Auf der einen Seite stünden exportorientierte Staaten wie Deutschland, denen es nach dem tiefen Einbruch 2008/09 dank der stark anziehenden Weltkonjunktur mittlerweile wieder recht gut gehe, so Horn. Auf der anderen Seite seien Länder wie Griechenland, die teilweise nach wie vor dramatisch unter den Folgen der Finanzkrise litten, noch lange nicht über den Berg. „Die Verhältnisse sind also noch nicht normal, folglich gibt es auch noch keinen Grund für eine Normalisierung des Zinsniveaus.“
Rohstoffpreise nicht zu beeinflussen
Auch die Sorge vor einer Inflationsspirale ist laut Horn unbegründet.
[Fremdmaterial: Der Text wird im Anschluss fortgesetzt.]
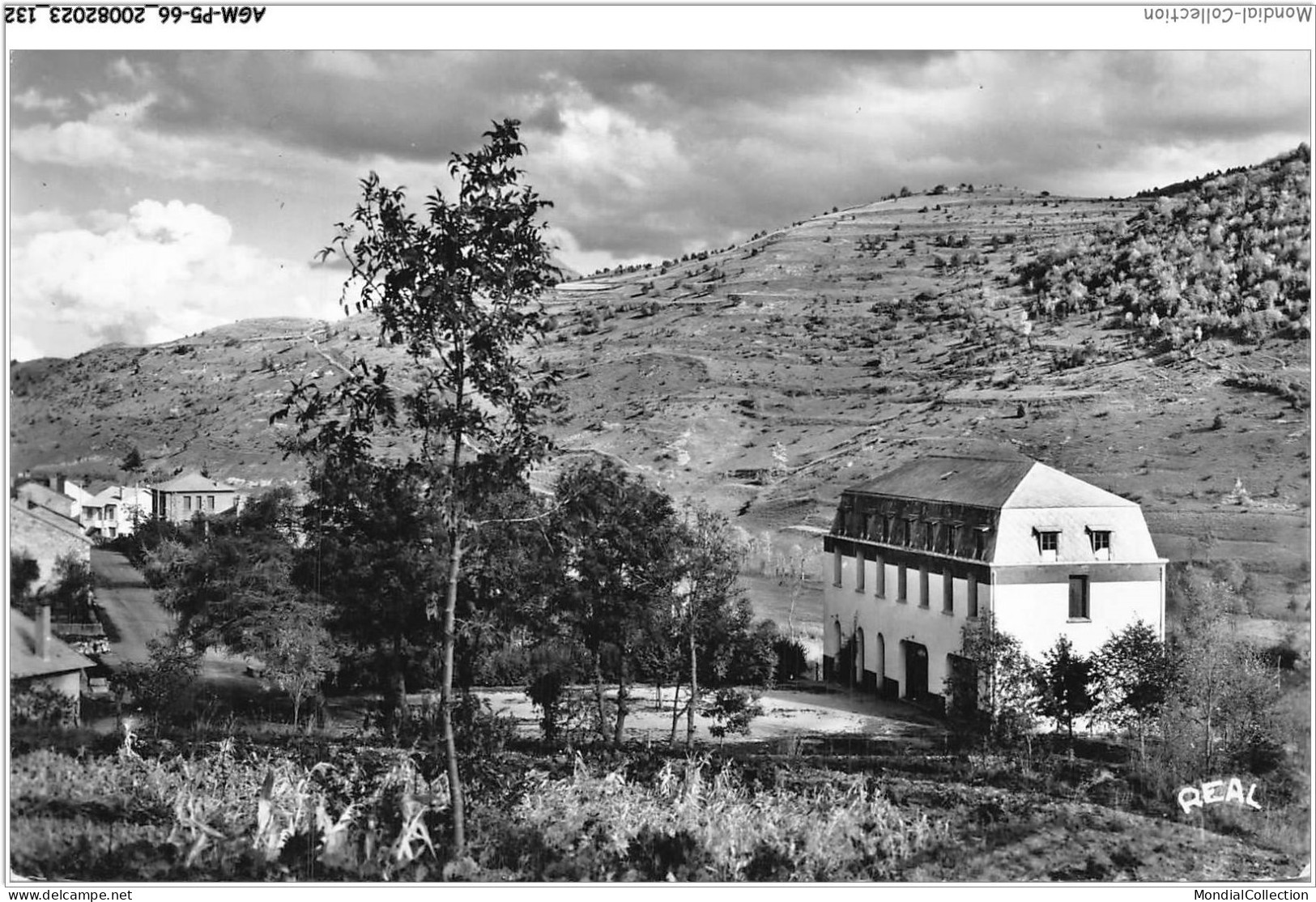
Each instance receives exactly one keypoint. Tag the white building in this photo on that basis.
(943, 539)
(115, 510)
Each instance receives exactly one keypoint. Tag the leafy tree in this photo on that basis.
(999, 680)
(1136, 674)
(23, 573)
(73, 589)
(1221, 706)
(619, 551)
(713, 617)
(298, 651)
(132, 462)
(458, 288)
(164, 687)
(1065, 685)
(370, 558)
(236, 590)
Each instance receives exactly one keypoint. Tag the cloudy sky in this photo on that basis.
(158, 194)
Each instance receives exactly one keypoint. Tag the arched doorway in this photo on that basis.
(840, 663)
(916, 670)
(882, 666)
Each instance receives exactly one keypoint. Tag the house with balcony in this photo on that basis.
(116, 510)
(943, 539)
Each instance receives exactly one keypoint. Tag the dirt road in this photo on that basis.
(130, 604)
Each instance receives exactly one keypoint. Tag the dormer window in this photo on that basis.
(1101, 539)
(1048, 541)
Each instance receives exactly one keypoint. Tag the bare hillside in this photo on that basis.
(769, 375)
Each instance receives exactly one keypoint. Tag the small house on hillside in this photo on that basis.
(115, 510)
(181, 499)
(44, 535)
(37, 657)
(922, 550)
(49, 497)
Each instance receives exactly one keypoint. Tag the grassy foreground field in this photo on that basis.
(827, 811)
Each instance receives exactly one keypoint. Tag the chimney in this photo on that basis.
(44, 632)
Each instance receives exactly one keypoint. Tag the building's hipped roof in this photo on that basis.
(49, 517)
(981, 482)
(985, 482)
(23, 651)
(1046, 487)
(193, 483)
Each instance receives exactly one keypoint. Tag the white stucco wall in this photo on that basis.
(1037, 613)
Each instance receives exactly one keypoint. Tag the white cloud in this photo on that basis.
(168, 270)
(351, 63)
(33, 99)
(23, 223)
(117, 136)
(20, 349)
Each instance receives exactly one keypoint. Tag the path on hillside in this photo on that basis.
(137, 617)
(130, 604)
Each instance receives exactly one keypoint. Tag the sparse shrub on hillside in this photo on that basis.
(1229, 257)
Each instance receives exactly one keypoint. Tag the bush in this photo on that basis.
(791, 659)
(691, 822)
(41, 705)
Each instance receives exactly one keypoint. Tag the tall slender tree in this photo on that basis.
(458, 288)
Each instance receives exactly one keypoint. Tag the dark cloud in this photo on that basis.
(703, 145)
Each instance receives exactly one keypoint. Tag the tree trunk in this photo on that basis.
(694, 688)
(623, 705)
(598, 693)
(445, 706)
(675, 712)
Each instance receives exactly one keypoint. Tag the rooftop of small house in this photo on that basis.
(24, 508)
(24, 657)
(193, 483)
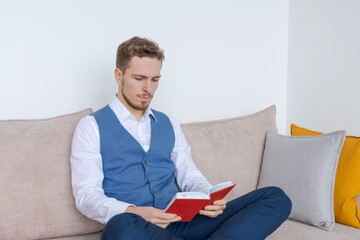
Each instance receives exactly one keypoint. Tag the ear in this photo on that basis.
(118, 76)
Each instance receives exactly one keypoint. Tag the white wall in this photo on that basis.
(223, 59)
(324, 65)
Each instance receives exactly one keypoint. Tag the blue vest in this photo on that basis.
(131, 174)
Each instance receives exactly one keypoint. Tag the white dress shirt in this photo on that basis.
(86, 163)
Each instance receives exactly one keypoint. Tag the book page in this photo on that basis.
(220, 186)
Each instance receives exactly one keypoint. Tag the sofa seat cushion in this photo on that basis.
(91, 236)
(36, 198)
(231, 149)
(299, 231)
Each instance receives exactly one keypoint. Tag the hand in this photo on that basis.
(214, 210)
(154, 215)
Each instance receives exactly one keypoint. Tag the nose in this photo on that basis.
(146, 85)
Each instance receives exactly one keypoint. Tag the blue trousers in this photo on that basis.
(252, 216)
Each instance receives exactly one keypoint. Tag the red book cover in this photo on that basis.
(188, 204)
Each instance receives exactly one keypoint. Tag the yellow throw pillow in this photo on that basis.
(347, 179)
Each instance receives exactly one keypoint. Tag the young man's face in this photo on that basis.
(139, 83)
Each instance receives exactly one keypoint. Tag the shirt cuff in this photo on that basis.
(116, 208)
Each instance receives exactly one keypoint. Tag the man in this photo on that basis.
(125, 159)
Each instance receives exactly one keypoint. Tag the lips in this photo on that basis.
(145, 98)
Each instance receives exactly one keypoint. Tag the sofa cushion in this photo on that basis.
(35, 182)
(347, 180)
(231, 149)
(304, 167)
(299, 231)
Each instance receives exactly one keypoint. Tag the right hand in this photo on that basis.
(154, 215)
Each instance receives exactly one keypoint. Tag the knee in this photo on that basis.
(122, 226)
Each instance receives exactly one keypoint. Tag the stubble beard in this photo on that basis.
(141, 106)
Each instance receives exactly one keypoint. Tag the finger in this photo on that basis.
(163, 225)
(214, 207)
(212, 214)
(164, 221)
(220, 202)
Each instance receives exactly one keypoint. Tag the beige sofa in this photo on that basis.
(36, 200)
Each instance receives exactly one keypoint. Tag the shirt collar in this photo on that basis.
(122, 113)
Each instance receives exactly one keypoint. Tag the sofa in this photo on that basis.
(36, 200)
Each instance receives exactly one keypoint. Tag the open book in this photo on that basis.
(188, 204)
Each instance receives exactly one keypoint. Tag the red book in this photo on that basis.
(188, 204)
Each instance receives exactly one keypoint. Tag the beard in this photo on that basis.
(140, 106)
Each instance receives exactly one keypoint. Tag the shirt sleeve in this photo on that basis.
(188, 177)
(87, 174)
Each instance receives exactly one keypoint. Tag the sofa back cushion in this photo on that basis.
(231, 149)
(35, 182)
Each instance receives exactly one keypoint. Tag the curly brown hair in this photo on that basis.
(136, 46)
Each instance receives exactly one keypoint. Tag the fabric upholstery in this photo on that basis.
(231, 149)
(291, 230)
(35, 183)
(347, 181)
(304, 167)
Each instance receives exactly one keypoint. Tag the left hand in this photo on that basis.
(214, 210)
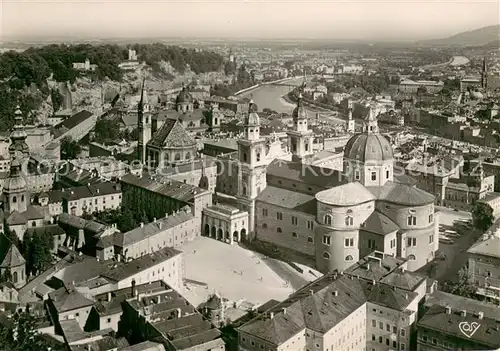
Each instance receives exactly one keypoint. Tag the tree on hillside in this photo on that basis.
(69, 149)
(482, 216)
(37, 251)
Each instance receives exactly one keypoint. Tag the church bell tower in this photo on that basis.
(252, 168)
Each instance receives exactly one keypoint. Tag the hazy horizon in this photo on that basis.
(244, 19)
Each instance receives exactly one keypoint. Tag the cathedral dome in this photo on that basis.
(15, 182)
(299, 112)
(367, 147)
(184, 97)
(252, 119)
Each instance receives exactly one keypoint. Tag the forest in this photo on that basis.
(32, 67)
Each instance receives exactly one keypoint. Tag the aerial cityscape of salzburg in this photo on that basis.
(249, 175)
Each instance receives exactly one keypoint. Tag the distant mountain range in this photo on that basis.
(485, 36)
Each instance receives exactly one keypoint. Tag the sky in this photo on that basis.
(266, 19)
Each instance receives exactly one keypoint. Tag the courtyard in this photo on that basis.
(230, 270)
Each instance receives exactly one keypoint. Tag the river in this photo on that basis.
(271, 96)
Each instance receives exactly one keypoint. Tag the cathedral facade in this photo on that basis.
(332, 216)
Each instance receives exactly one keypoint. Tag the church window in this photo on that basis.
(349, 221)
(328, 220)
(326, 239)
(411, 241)
(412, 220)
(356, 175)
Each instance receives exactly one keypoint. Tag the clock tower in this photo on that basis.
(252, 168)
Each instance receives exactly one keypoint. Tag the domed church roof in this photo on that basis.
(184, 97)
(369, 145)
(252, 118)
(299, 112)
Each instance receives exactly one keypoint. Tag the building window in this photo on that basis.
(328, 220)
(412, 220)
(326, 240)
(371, 244)
(349, 221)
(310, 225)
(349, 242)
(357, 175)
(411, 242)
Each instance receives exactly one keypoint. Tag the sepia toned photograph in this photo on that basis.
(249, 175)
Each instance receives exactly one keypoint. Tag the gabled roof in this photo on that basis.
(9, 254)
(171, 134)
(379, 223)
(402, 194)
(349, 194)
(68, 298)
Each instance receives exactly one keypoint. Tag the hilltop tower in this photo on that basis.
(252, 168)
(351, 127)
(300, 139)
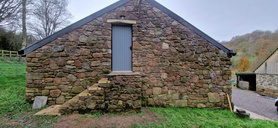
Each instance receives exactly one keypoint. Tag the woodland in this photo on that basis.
(23, 22)
(252, 49)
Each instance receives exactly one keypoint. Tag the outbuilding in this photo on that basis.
(150, 56)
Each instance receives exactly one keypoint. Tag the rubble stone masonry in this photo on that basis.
(179, 68)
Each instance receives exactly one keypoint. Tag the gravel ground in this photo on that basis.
(255, 103)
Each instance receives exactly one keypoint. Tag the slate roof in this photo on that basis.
(265, 60)
(93, 16)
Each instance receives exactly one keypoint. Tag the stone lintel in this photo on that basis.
(120, 21)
Die beschleunigte Inflationsrate resultiere fast ausschließlich aus dem spürbaren Anstieg der Rohstoffpreise. Dieser sei aber von der EZB allein überhaupt nicht zu beeinflussen, da er sich aus der guten Weltkonjunktur vor allem in Asien und den Schwellenländern speise. Eine Änderung könne hier allein durch eine konzertierte Aktion der Zentralbanken dieser Länder geschehen, nicht aber durch die EZB.
Kein Inflationsdruck
Zudem gibt es aus Sicht des Ökonomen keinen spürbaren Inflationsdruck innerhalb des Euro-Raums. Dort, wo die Inflationsrate hoch ist, resultiere das in der Regel aus Steuererhöhungen, also Einmaleffekten, die schon bald keinen Einfluss mehr auf die Inflationsrate ausüben würden, so Horn. Die Löhne würden im Euro-Raum insgesamt verhalten steigen. Das gelte sogar für Deutschland, das Land mit der günstigsten Arbeitsmarktentwicklung.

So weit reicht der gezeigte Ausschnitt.